In Ausnahmefällen hätten bereits einige Banken ihren Kreditnehmern die Möglichkeit eingeräumt, Zahlungen auszusetzen. Jedoch seien die meisten Haushalte gezwungen, in anderen Bereichen Einsparungen vorzunehmen, um die gestiegenen Wohnkosten auszugleichen. Das werde voraussichtlich den Konsum und das Wachstum hemmen und somit Auswirkungen auf weitere Teile der schwedischen Wirtschaft haben.
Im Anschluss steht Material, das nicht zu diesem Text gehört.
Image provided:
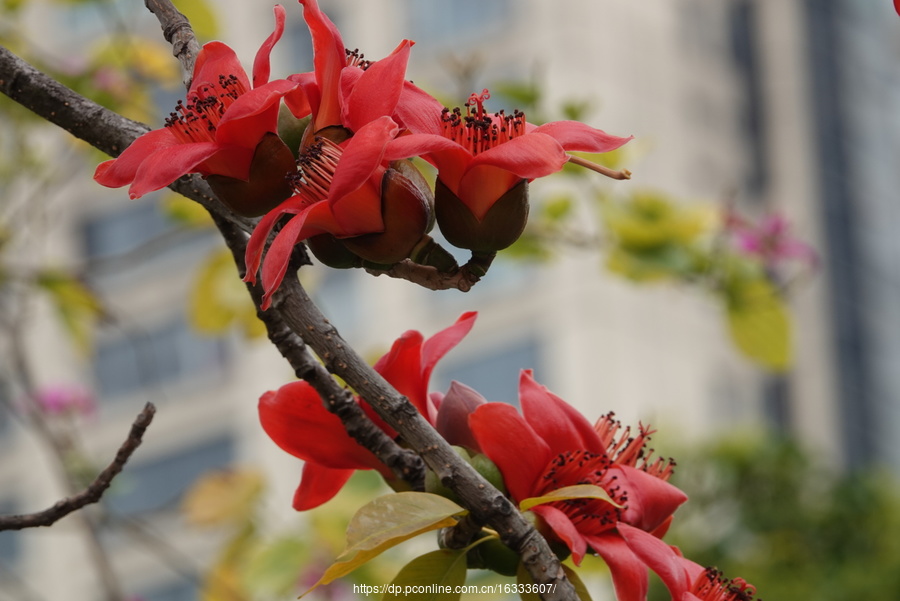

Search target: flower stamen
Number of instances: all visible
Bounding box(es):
[569,154,631,179]
[441,89,526,155]
[165,75,247,144]
[594,412,675,480]
[287,136,343,205]
[344,48,373,71]
[691,568,759,601]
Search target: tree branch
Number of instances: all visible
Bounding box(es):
[144,0,200,88]
[0,28,577,601]
[0,403,156,531]
[213,216,425,490]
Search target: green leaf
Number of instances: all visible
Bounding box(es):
[35,269,103,352]
[381,549,466,601]
[241,536,309,598]
[519,484,621,511]
[303,492,466,595]
[727,279,791,371]
[562,564,592,601]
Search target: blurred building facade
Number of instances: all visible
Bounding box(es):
[0,0,900,601]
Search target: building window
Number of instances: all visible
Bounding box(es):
[433,337,542,406]
[104,435,235,515]
[94,316,227,400]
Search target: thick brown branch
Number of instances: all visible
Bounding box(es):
[213,217,425,490]
[0,403,156,530]
[144,0,200,88]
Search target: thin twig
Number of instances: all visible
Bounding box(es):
[0,403,156,530]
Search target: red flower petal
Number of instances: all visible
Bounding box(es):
[284,73,321,119]
[328,117,399,227]
[374,330,430,419]
[519,370,606,455]
[216,79,297,148]
[253,4,285,88]
[610,465,687,532]
[430,382,487,452]
[260,205,340,309]
[128,142,253,198]
[300,0,347,131]
[94,127,179,191]
[469,133,569,180]
[259,382,390,474]
[244,196,306,284]
[422,311,478,392]
[394,81,444,134]
[617,524,703,599]
[384,134,472,193]
[587,532,649,601]
[293,463,356,511]
[469,403,553,501]
[341,40,413,131]
[531,121,634,152]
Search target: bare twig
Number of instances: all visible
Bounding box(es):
[144,0,200,88]
[0,403,156,530]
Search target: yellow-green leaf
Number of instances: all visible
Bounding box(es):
[562,564,592,601]
[519,484,620,511]
[727,279,791,371]
[181,469,263,526]
[188,249,266,338]
[241,536,308,599]
[304,492,466,594]
[516,563,592,601]
[381,549,466,601]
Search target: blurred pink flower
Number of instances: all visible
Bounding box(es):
[725,212,819,267]
[34,384,97,415]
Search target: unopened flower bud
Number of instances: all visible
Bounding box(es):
[435,179,528,252]
[341,161,434,265]
[206,133,296,217]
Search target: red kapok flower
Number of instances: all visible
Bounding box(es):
[388,90,631,252]
[246,117,432,309]
[94,6,296,215]
[259,313,476,511]
[619,524,756,601]
[469,371,687,601]
[286,0,440,142]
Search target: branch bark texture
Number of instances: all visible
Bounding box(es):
[0,403,156,530]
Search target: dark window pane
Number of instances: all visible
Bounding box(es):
[432,338,546,405]
[94,318,227,399]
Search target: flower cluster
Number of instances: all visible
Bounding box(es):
[259,313,754,601]
[94,0,630,306]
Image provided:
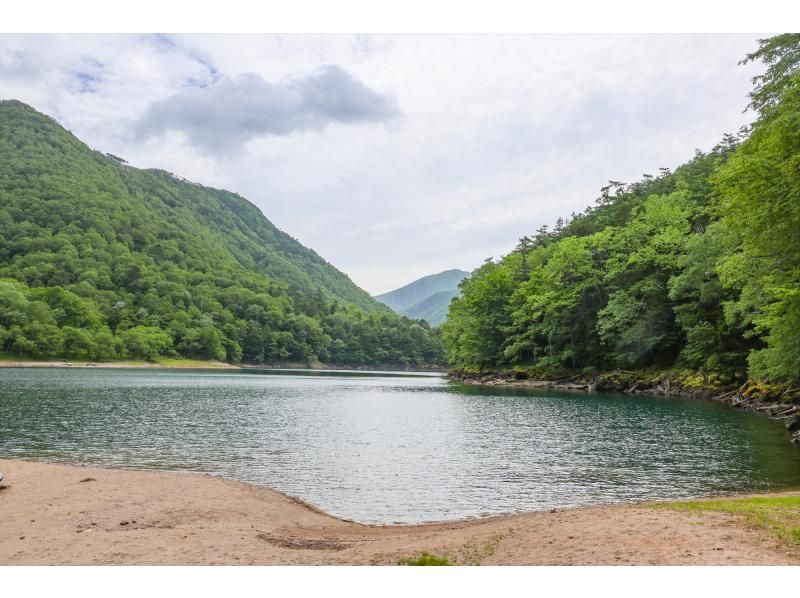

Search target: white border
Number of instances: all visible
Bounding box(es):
[0,0,800,33]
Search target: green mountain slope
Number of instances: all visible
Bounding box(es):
[375,270,469,325]
[403,289,461,326]
[443,34,800,386]
[0,101,438,364]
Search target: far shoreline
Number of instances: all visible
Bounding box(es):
[0,358,447,374]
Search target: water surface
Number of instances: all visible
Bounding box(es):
[0,368,800,523]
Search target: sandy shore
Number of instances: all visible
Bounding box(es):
[0,359,241,370]
[0,460,800,565]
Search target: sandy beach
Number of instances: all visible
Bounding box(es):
[0,460,800,565]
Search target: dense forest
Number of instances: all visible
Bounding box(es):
[0,101,442,366]
[444,34,800,384]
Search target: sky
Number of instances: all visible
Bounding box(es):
[0,34,763,294]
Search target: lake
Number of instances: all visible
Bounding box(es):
[0,368,800,523]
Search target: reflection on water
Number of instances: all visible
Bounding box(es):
[0,369,800,523]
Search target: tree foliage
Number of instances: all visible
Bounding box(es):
[0,101,442,366]
[443,34,800,382]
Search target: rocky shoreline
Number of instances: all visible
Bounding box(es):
[447,371,800,444]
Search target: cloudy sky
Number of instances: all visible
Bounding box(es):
[0,34,759,293]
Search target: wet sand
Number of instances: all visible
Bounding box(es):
[0,460,800,565]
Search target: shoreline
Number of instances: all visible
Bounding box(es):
[447,371,800,444]
[0,459,800,565]
[0,359,447,374]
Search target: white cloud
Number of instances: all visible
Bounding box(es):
[0,35,758,293]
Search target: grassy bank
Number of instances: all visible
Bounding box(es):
[651,496,800,544]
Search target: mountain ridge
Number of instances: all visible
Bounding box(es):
[374,268,469,326]
[0,100,441,365]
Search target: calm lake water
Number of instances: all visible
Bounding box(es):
[0,368,800,523]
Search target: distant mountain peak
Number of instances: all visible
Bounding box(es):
[375,268,469,326]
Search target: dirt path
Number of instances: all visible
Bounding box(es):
[0,460,800,565]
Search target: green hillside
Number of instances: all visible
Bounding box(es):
[0,101,439,365]
[375,270,469,326]
[403,289,461,326]
[444,34,800,384]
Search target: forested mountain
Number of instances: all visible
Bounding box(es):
[375,270,469,326]
[444,34,800,383]
[0,101,440,365]
[403,288,461,326]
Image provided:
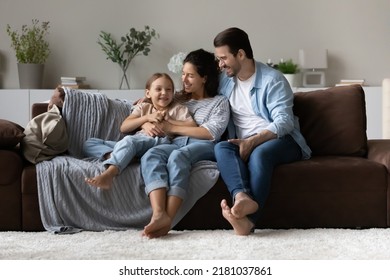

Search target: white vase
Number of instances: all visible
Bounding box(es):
[283,74,300,88]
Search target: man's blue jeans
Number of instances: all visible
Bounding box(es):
[214,135,302,223]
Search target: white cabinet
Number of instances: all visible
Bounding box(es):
[0,87,382,139]
[0,89,30,127]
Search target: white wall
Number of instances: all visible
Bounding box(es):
[0,0,390,89]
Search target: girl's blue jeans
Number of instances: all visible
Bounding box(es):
[214,135,302,223]
[141,137,215,200]
[83,134,170,172]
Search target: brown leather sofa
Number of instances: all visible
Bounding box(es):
[0,86,390,231]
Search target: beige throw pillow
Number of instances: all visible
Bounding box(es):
[21,105,68,163]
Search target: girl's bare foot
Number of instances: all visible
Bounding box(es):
[231,192,259,219]
[85,165,119,190]
[85,173,113,190]
[142,212,172,238]
[221,199,254,235]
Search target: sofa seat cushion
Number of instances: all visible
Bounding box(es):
[294,85,367,156]
[271,156,388,194]
[257,156,388,229]
[0,149,23,188]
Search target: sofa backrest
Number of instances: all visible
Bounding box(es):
[294,85,367,156]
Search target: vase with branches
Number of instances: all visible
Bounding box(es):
[98,25,159,89]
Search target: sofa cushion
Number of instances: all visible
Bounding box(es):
[0,119,25,149]
[294,85,367,156]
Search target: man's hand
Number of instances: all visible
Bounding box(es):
[228,139,255,162]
Großbritannien: Stärkster Fall seit Finanzkrise

Ähnlich dramatisch sieht es auch in Großbritannien aus. Dort fallen die Häuserpreise wie seit 2009 nicht mehr, wie das Nachrichtenportal „Bloomberg“  berichtet.
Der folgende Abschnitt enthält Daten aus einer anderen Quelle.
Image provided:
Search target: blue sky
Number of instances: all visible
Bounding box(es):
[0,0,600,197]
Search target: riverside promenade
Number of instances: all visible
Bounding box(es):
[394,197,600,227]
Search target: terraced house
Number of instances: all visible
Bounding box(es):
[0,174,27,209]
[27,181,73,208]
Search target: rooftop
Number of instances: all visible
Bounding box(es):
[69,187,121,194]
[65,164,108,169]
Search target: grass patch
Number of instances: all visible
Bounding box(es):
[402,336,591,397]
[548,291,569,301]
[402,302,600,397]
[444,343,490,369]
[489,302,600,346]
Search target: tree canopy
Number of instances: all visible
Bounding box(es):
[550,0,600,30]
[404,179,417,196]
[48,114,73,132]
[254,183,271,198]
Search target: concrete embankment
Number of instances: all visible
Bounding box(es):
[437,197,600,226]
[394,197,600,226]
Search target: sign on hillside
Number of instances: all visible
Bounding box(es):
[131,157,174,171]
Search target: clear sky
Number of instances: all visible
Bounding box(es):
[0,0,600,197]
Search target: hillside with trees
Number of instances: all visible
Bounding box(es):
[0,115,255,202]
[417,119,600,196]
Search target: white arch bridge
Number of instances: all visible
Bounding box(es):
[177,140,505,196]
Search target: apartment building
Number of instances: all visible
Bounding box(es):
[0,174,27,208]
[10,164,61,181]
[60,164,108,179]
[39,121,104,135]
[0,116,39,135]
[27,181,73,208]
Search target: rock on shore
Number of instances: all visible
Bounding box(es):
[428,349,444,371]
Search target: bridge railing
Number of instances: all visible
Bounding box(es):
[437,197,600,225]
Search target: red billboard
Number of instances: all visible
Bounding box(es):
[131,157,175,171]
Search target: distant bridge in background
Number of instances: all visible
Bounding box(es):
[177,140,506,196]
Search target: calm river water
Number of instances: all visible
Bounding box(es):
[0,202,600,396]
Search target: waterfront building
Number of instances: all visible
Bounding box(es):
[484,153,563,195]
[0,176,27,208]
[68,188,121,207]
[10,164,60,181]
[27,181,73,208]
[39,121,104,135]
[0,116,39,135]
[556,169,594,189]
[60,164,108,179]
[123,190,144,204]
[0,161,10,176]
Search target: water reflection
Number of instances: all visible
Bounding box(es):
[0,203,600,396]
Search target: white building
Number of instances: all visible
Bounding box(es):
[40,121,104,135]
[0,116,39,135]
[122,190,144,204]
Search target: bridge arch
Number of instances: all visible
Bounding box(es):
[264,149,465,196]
Am vergangenen Freitag gab die Bausparkasse Nationwide bekannt, dass die Hauspreise um 3,1 Prozent gegenüber dem Vorjahreswert gesunken seien. Im Vergleich zum Vormonat sei das Preisniveau um 0,8 Prozent gefallen.

Laut Robert Gardner, dem Chefökonom von Nationwide, wird es für den Markt schwierig sein, in naher Zukunft wieder Schwung zu gewinnen. Das Verbrauchervertrauen bleibe schwach und die Haushalte stünden weiterhin unter Druck aufgrund der hohen Inflation.

Bereits im Januar hatte die Financial Conduct Authority (FCA), der wichtigste Finanzregulierer in Großbritannien, davor gewarnt, dass über 750.000 Hypothekennehmer innerhalb der nächsten zwei Jahre möglicherweise nicht mehr in der Lage sein würden, ihre Zahlungsverpflichtungen zu erfüllen. Schon Mitte 2022 seien 200.000 Kreditnehmer im Zahlungsrückstand gewesen. Deshalb befürchteten Experten, dass Immobilienbesitzer auf der Insel gezwungen sein könnten, Notverkäufe durchzuführen. Und das würde die Hauspreise noch weiter nach unten drücken.

Die britische Regierung erhöhte unterdessen das Angebot von Hypothekenkrediten mit Staatsgarantien und verkürzte die Wartezeit für Zinshilfen für einkommensschwache Familien.

Hilfe für sozial schwache Familien

Ähnliche Maßnahmen ergreifen nun auch andere europäische Länder: Polen erlaubt eine Aussetzung von Zinszahlungen, Portugal plant Hilfen für sozial schwache Familien und ein Verbot von Ferienvermietungen.

In Spanien können sozial schwache Haushalte niedrigere Zinssätze oder längere Laufzeiten für ihre Hypotheken beantragen. Der Zinsanstieg bei Hypothekenkrediten belastet vor allem Haushalte mit variablen Zinssätzen. Er kann mehrere Hundert Euro Mehrkosten im Monat ausmachen.

In Spanien verzeichneten die Hauspreise im Januar im Vergleich zum Vorjahr einen Rückgang. Allerdings erwarten Experten laut „Handelsblatt“ nur moderate Preissenkungen von bis zu vier Prozent im Lauf des Jahres. Immobilienexperte Félix Lores von der Großbank BBVA findet, dass sich die Immobilienpreise in Spanien trotz des Rückgangs auf einem „gesunden Niveau“ befinden.

Staatliche Obergrenze für Zinsen

In Frankreich und Ungarn wurden staatliche Obergrenzen für Hypothekenzinsen eingeführt. In Frankreich gibt es bereits seit einigen Jahren ein Gesetz gegen sogenannten „Zinswucher“. Die Obergrenze betrifft alle mit einem Kredit verbundenen Kosten – einschließlich Versicherungen. Die Immobilienpreise fielen zwar auch in Frankreich, aber der Umfang hält sich noch in Grenzen. Im vergangenen Jahr stiegen die Preise insgesamt um 6,7 Prozent. Allerdings könnten die Preise in diesem Jahr je nach Region um drei bis zehn Prozent fallen, so die Vorhersage von Immobilienexperten.

In Ungarn führte Ministerpräsident Viktor Orbán Anfang 2022 eine Obergrenze für variable Hypothekenzinsen ein. Als Basis dafür diente das Zinsniveau von Ende Oktober 2021. Ursprünglich sollte die Zinsobergrenze sechs Monate gelten. Mittlerweile wurde sie jedoch bis Ende Juni 2023 verlängert. Die Chefs der ungarischen Notenbank kritisieren allerdings diese Regierungsentscheidung. Ungarn hat mit knapp 26 Prozent die höchste Teuerungsrate in Europa. Wenn die Regierung Zinsobergrenzen verfügt, behindert sie die Antiteuerungsmaßnahmen der Notenbank.